Beginning with this part of the continent's emergence from pre-history, Fehrenbach introduces us to its earliest inhabitants. We travel with the peaceful Indians who migrated from Wyoming through Nebraska and New Mexico into Texas, afoot and gathering their food from wild plants. The "lowly gatherers", they were called, confined to the ground they could cover on foot, and little match for the fleet game that abounded on every hand.
But when they encountered horses brought in by the Spanish they became obsessed with horsemanship. Large numbers of horses were stolen in nighttime raids on Spanish remudas and the "gatherers" were transformed into the fiercest Indians on the North American continent: the Comanches.
With their new mobility they could appear from nowhere, strike the Spanish settlements and disappear into nowhere like the passing wind. Better horsemen have never lived, and horses have never been used as instruments of war with such expertness as they were used by the Comanches. The Spanish incursion was pushed back, and further back.

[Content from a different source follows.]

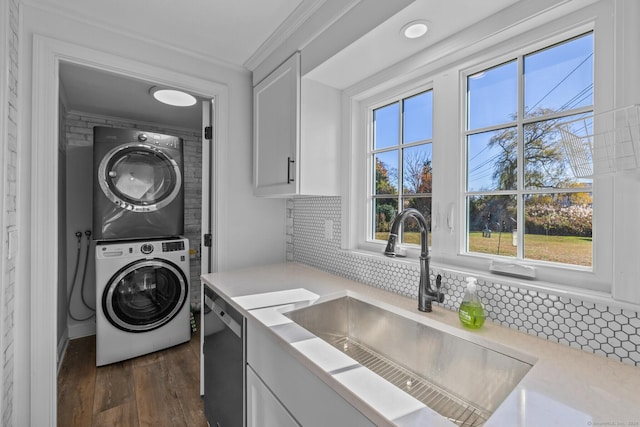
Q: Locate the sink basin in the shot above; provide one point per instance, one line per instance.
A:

So when Stephen F. Austin applied to the Mexican authorities to settle eastern Texas he was seen as added defenses against the marauding Comanches. Houston was given huge grants of land and he brought in settlers. Spanish soldiers -- fighting for they knew not what -- were one thing. Men fighting the Comanches to protect their homesteads were something else, and they fought back blow for blow. So the Comanches were encouraged to occupy west Texas, leaving the settlers the eastern part of the land pretty much alone.